Auch’s Skystream 3.7 wind turbine knocks 40 percent to 50 percent off his monthly electric bill, a benefit he’s developing into a business opportunity as eastern South Dakota’s new Southwest Windpower dealer.
The former contractor hopes to persuade fellow residents to invest $12,000 to $18,000 in a residential wind turbine with the promise that it will eventually pay for itself.
And for the first time, Auch and his industry colleagues will have a silent partner — the federal government.
The $700 billion federal bailout of the nation’s financial sector established a residential wind investment tax credit of $1,000 per kilowatt of capacity, providing up to $4,000 in assistance.
“That speeds up the payback,” Auch said.
Residential wind energy systems — turbines producing up to 10 kilowatts of power — will never encompass a large chunk of the national energy picture, said Mike Bergey, president and co-founder of Norman-based Bergey Windpower Co.

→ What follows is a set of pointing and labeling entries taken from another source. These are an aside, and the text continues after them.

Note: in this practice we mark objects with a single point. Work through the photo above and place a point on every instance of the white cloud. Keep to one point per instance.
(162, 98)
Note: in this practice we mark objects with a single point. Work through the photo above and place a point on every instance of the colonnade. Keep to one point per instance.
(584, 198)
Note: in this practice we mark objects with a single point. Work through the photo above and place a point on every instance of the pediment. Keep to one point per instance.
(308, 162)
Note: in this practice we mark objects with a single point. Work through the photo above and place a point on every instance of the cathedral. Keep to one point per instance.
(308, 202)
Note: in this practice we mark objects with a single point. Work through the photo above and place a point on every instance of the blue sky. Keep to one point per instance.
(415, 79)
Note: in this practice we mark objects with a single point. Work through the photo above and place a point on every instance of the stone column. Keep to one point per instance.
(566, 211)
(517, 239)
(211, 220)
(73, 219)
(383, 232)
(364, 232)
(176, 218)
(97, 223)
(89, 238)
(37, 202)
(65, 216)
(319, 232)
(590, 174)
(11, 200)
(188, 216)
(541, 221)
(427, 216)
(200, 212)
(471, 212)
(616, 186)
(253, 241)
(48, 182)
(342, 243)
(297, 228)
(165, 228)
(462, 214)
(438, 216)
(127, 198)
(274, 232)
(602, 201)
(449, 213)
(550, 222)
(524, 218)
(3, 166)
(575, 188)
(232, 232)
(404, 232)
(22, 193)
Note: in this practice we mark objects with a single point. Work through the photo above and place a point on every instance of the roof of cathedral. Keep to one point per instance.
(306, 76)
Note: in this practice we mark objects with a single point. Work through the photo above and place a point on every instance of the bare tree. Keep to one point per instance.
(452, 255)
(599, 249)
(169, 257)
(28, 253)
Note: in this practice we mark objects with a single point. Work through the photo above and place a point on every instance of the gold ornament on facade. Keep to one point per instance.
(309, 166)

But for homeowners, ranchers and small business owners, they provide a means to affordably generate their own clean power, Bergey said.
“They are pieces of the portfolio that we need to put together,” he said.

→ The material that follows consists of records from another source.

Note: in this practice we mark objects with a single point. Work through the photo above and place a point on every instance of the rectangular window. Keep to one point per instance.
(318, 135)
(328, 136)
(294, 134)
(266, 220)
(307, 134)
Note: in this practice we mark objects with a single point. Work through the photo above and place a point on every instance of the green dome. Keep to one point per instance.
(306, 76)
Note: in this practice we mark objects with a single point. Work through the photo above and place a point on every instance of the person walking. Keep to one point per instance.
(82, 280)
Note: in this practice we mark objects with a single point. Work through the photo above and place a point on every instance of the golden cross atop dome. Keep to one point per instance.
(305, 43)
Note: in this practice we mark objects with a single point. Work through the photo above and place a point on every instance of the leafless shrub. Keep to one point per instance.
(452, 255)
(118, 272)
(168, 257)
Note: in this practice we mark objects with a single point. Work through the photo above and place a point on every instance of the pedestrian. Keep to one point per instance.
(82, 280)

Ron Stimmel, the American Wind Energy Association’s small wind advocate, said about 1,500 residential wind turbines were sold in the United States last year, and the market has been growing at an annual rate of 14 percent to 25 percent during the past decade.
He expects at least 50 percent growth in 2009 as the industry continues to mature by developing more reliable designs and attracting more outside investment.
The Washington-based organization had lobbied Congress for a straight 30 percent federal tax credit instead of one capped at $4,000, but Stimmel said the new incentive is a start.
“If we can get that expanded, we could see the industry double in a short period of time,” he said.
Stimmel said he expects strong growth in states with their own incentives, such as Oregon, California, Arizona, New York and New Jersey, as buyers can often benefit from both categories of credits.
Auch’s 2.4-kilowatt turbine on his acreage just outside Lesterville begins producing power in an 8 mph breeze and achieves full output in 29 mph winds.
The whir in a recent winter day’s 15-mph winds was audible but not distracting, and the wind association estimates that most modern residential turbines reach decibel levels no noisier than an average refrigerator.
The turbine continually sends performance stats to Auch’s laptop computer through a wireless connection, and a small inverter housed in the device converts the electricity from direct to alternating current so it can mesh with the power grid.
A special two-way meter provided by Auch’s energy co-op measures both the power he uses and the excess he produces.